Il semblerait que désormais, les investisseurs ne recherchent plus seulement la taille des marchés. Ils privilégient désormais la clarté réglementaire, la stabilité politique et une spécialisation sectorielle.
Les exemples abondent : l’Indonésie attire 24 milliards grâce à la filière véhicules électriques, le Vietnam devient un centre mondial pour l’électronique, et Israël, malgré son instabilité, capte 16,8 milliards dans les technologies de défense.
Le cas particulier du FDI négatif
Certains pays affichent des flux d’investissement négatifs, ce qui signifie que les sorties (dividendes rapatriés, reventes d’actifs…) dépassent les entrées. C’est le cas de :
- La Suisse (-112 Md$, soit plus de 12 400 $ par habitant),
- La Belgique et la Hongrie, frappées par la restructuration d’entreprises multinationales,
- La Russie, pénalisée par les sanctions occidentales,
- ou encore l’Estonie, dont la dépendance au capital étranger la rend vulnérable à la volatilité des marchés.
Les données de 2024 confirment une rupture structurelle avec les dynamiques des décennies passées. La concentration des flux ne disparaît pas — les États-Unis restent incontournables — mais elle coexiste avec une montée en puissance des petits États-réseaux qui proposent des environnements d’affaires stables, spécialisés et adaptables.
À l’heure où la géopolitique rebat les cartes, l’argent ne cherche plus seulement la croissance brute, mais la résilience, la lisibilité et l’alignement stratégique.

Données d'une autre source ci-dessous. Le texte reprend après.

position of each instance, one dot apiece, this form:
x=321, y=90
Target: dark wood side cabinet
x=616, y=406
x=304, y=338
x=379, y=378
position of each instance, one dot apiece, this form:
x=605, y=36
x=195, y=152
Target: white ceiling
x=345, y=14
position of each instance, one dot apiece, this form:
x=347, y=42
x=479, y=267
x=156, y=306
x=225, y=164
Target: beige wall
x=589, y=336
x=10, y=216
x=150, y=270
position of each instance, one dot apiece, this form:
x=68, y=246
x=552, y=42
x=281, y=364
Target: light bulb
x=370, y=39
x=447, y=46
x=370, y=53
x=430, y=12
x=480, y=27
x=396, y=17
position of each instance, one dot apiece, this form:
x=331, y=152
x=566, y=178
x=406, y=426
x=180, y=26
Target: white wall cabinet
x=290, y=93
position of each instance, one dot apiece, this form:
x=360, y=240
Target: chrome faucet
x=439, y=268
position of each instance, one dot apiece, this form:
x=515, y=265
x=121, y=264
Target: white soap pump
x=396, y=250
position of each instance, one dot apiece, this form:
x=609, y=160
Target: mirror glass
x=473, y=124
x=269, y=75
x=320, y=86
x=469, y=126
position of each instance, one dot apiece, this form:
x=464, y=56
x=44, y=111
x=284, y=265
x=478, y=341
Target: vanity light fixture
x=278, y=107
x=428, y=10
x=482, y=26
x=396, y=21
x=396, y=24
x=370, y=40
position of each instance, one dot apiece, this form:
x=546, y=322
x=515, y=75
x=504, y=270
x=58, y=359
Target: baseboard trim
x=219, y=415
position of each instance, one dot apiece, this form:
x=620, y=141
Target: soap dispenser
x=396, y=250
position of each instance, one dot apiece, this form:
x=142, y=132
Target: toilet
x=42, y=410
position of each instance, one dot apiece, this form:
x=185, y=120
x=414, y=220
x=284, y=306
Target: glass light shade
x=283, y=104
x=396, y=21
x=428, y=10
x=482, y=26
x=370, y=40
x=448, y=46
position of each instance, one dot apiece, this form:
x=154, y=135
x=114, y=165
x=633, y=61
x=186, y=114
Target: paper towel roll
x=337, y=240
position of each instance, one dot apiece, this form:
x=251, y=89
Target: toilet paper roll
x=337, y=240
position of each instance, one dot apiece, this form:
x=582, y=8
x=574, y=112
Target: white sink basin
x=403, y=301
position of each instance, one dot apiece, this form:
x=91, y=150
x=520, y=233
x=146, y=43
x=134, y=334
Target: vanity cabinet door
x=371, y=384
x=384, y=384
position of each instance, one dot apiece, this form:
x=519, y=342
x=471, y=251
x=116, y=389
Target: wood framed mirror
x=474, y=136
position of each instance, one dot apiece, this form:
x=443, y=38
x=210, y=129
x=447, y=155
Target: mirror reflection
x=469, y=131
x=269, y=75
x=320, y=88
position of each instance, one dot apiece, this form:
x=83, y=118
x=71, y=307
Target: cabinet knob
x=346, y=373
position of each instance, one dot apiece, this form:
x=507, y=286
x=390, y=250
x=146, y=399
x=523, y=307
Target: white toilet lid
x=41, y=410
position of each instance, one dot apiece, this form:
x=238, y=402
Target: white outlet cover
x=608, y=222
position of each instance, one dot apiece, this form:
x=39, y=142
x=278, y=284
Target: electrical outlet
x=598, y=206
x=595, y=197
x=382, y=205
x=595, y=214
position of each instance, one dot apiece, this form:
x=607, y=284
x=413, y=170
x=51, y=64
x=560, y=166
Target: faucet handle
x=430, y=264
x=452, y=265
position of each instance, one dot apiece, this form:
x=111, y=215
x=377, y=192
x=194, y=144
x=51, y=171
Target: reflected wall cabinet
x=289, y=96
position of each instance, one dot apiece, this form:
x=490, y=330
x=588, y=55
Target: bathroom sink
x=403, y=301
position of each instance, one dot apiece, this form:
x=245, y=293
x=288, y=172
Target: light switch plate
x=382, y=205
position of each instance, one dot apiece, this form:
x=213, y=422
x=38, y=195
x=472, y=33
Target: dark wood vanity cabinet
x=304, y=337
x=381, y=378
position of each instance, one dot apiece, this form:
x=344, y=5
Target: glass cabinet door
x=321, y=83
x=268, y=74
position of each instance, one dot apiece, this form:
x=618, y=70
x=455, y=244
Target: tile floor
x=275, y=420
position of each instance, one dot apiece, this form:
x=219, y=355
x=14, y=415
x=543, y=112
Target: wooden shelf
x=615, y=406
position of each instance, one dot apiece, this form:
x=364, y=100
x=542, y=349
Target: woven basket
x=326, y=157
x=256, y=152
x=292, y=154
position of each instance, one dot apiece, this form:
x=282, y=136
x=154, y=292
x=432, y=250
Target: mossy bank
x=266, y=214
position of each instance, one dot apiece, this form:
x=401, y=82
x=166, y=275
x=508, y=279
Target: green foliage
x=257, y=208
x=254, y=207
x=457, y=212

Méthodologie : cette analyse utilise les données de la base de données « Foreign Direct Investment, Net Inflows (BoP, current US$) » (Investissements directs étrangers, flux nets) de la Banque mondiale, qui compile elle-même les chiffres de la base de données « Balance of Payments » (Balance des paiements) du Fonds monétaire international, complétée par la Conférence des Nations Unies sur le commerce et le développement (CNUCED) et des sources nationales officielles. Le site Best Brokers, auteur de l’étude, a croisé ces chiffres sur les IDE avec les données démographiques correspondantes afin de calculer l’investissement étranger par habitant. Des classements ont ensuite été établis pour le total des IDE, les IDE par habitant, les augmentations annuelles les plus importantes et les valeurs négatives des IDE.